Carl Heinrich Pfänder (15 February 1819 – 11 March 1876) was a German portrait painter and revolutionary who was part of the circle of Karl Marx and Friedrich Engels in London.

== Biography ==
Pfänder was born in Heilbronn, the third child of master cooper Jakob Andreas Pfänder (1785–1852) and Johanna Friederike née Künzel (1785–1864). William Pfaender, who emigrated to the United States and became Minnesota State Treasurer, was his brother. He entered the Munich Academy in 1840 to study painting, but by 1842 had left. No paintings survive that can be attributed to him with certainty.

In 1844 he was in London, where he later settled and worked painting miniatures and decoration. On 10 April 1845, he married Caroline Louise Ruckwied (1820–1889) from Großbottwar in St. Kilian's Church in Heilbronn, returning with her to London. They first lived in Soho, near Karl Marx, and later moved to Camden Town; they had six children, Charles (1846–1902), Caroline (1847–1873), Henry (1849–1850), Emma (1851–1931), Henry William (born 1852) and Henriette (1855–1881). Victoria Beckham, the singer, fashion designer, television personality and Spice Girl, is his great-great-great-granddaughter.

Pfänder died in London of tuberculosis in 1879, and was buried at Highgate Cemetery in the West Cemetery.
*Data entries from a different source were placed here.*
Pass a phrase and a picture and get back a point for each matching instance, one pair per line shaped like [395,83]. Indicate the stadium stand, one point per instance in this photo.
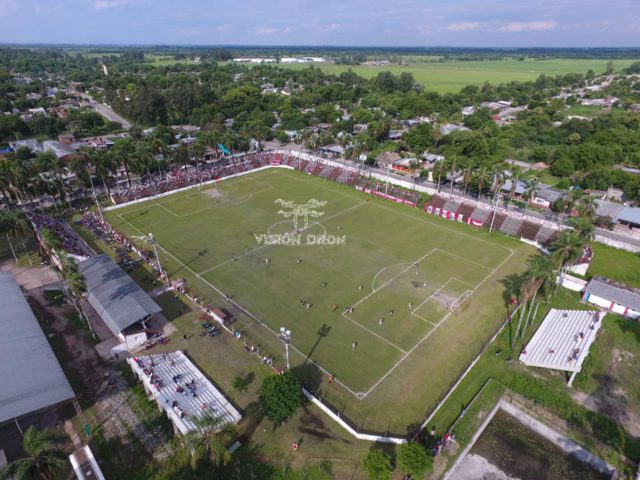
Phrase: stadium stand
[530,230]
[497,222]
[451,206]
[511,226]
[546,235]
[465,210]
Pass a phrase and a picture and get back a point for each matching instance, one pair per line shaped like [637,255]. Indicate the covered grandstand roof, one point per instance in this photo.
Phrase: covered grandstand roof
[563,339]
[119,300]
[32,378]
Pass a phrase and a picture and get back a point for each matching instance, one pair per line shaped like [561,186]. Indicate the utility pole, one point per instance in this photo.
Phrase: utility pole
[152,240]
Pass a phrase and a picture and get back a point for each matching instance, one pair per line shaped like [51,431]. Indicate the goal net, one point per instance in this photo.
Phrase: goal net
[455,304]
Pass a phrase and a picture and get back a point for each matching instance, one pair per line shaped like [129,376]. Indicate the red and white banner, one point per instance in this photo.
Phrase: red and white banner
[388,197]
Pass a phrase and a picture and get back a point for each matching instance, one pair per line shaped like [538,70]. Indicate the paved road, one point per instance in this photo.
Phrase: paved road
[601,233]
[106,112]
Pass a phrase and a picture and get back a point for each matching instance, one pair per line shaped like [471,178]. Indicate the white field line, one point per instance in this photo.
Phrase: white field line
[250,315]
[373,333]
[435,328]
[169,199]
[446,252]
[257,249]
[425,301]
[375,290]
[437,225]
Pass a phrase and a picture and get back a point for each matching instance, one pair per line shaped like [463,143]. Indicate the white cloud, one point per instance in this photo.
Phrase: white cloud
[266,31]
[272,30]
[463,26]
[6,6]
[107,4]
[538,26]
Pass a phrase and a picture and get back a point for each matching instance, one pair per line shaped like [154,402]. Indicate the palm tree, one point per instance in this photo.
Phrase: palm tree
[208,443]
[182,156]
[587,207]
[48,162]
[483,177]
[44,460]
[566,249]
[466,178]
[122,152]
[14,223]
[439,169]
[539,275]
[452,172]
[532,188]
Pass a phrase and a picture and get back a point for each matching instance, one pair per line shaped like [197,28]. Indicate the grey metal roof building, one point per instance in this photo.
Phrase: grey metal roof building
[613,292]
[629,216]
[119,300]
[31,376]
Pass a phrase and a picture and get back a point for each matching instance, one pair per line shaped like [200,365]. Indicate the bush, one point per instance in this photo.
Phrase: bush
[413,459]
[280,397]
[377,465]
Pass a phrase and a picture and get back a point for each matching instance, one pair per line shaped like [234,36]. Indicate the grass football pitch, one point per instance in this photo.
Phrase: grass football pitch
[368,288]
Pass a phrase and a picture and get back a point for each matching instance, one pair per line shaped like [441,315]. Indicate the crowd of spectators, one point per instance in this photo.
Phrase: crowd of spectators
[70,242]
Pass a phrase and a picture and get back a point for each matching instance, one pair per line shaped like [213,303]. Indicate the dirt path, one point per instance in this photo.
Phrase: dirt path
[101,385]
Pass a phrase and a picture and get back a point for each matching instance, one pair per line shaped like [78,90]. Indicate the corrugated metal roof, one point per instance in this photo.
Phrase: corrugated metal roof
[31,376]
[563,339]
[608,209]
[119,300]
[615,292]
[629,215]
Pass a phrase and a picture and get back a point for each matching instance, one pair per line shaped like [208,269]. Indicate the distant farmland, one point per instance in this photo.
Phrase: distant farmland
[452,76]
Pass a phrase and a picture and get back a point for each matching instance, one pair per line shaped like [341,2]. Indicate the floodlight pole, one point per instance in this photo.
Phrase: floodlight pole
[285,337]
[386,185]
[495,207]
[152,240]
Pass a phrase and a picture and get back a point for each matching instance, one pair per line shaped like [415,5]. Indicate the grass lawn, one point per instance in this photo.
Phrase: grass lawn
[497,371]
[612,370]
[445,77]
[414,356]
[616,264]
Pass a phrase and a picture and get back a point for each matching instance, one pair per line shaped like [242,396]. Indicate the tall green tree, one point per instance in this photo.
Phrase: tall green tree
[377,465]
[208,443]
[413,459]
[45,457]
[280,397]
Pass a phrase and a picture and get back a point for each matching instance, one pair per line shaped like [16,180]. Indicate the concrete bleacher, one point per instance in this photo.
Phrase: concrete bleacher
[327,171]
[343,176]
[465,210]
[530,230]
[451,206]
[157,373]
[511,226]
[437,202]
[335,173]
[546,235]
[497,221]
[563,339]
[480,214]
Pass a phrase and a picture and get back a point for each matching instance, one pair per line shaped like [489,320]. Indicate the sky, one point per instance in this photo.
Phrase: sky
[477,23]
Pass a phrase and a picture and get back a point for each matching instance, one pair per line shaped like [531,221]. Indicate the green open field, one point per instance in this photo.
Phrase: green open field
[448,77]
[388,256]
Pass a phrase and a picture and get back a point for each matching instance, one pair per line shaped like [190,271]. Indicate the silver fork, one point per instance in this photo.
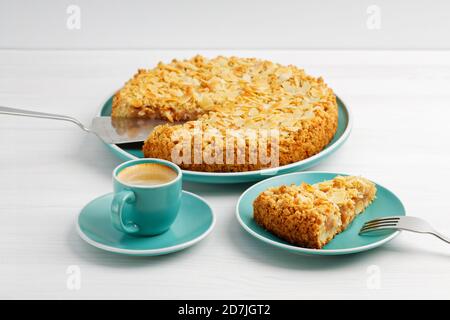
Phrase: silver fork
[402,223]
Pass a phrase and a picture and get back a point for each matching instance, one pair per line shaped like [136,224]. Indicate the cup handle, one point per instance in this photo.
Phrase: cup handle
[119,201]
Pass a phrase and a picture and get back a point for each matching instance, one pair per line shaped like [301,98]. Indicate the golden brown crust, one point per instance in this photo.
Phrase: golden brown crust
[310,216]
[234,93]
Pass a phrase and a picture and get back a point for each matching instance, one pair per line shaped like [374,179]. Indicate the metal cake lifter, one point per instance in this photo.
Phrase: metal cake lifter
[110,130]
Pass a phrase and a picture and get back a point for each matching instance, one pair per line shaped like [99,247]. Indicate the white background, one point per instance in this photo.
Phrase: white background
[49,170]
[250,24]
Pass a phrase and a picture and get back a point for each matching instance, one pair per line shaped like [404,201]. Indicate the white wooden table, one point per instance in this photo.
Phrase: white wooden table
[49,170]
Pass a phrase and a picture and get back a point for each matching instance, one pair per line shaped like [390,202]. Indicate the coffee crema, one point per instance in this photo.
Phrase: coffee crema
[147,174]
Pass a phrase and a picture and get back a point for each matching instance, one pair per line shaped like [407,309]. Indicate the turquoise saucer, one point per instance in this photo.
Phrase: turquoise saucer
[193,223]
[348,241]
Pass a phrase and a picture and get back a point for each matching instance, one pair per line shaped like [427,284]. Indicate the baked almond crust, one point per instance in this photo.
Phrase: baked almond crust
[231,94]
[311,215]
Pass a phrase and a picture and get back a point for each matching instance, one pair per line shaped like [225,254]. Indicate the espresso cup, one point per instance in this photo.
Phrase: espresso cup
[147,196]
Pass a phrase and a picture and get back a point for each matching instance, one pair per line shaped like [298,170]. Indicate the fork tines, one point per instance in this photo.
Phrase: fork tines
[375,224]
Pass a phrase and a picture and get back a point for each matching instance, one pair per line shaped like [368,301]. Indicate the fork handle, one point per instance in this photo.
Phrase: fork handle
[441,236]
[36,114]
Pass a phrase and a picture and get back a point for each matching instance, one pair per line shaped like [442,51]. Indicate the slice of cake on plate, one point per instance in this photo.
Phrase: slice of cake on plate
[311,215]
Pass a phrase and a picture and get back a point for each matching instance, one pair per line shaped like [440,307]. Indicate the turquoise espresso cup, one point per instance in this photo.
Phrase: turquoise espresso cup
[140,210]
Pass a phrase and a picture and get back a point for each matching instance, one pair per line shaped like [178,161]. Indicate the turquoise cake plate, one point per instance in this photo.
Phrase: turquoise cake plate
[134,151]
[348,241]
[194,222]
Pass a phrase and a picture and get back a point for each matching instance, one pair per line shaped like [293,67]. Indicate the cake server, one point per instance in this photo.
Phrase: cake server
[110,130]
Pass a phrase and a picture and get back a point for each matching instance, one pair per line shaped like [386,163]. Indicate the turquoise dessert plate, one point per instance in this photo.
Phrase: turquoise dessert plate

As of 2003 his grave could not be located.

== Political activities ==
In London in 1845, Pfänder took part in meetings of the German Workers Educational Association and soon also became a member of the League of the Just; he was on its leadership committee in 1847, when Marx and Engels joined it and spearheaded its transformation into the Communist League. Beginning in April 1848 Pfänder headed the London Communist League together with Heinrich Bauer and Johann Eccarius, and in August of the same year he and Bauer also became trustees of the Workers Educational Association.

In 1848, revolution broke out in the German states. Due to ill health, unlike other London communists, Pfänder did not go to Germany to support it until that summer, when he returned to Heilbronn and joined the local vigilante group. The revolution failed in summer 1849; he fought with the revolutionaries of Baden against Prussian troops in the Battle of Waghäusel, but then fled. He was captured on 24 June 1849, but had not played a leading role in the revolution and so was released a day later without charge. That autumn, he was back in London.

From then on, he worked closely with Marx and Engels. He was a signatory of the appeal to support German refugees that was published in newspapers on 25 September 1849, and a co-founder of the Social-Democratic Support Committee that was created for that purpose. He left the Workers Educational Association in September 1850, at the same time as Marx and Engels. For a time he served the Communist League as a phrenologist, assessing the shape of new members' heads. One of these was Wilhelm Liebknecht; in 1854, Pfänder was a witness at Liebknecht's marriage.

Pfänder was a member of the central committee of the International Workingmen's Association, the First International, from its foundation in 1864 until 1867 and again from 1870 to 1872, and was a signatory to many of its publications. His political activities ended in 1872, probably because of his worsening health.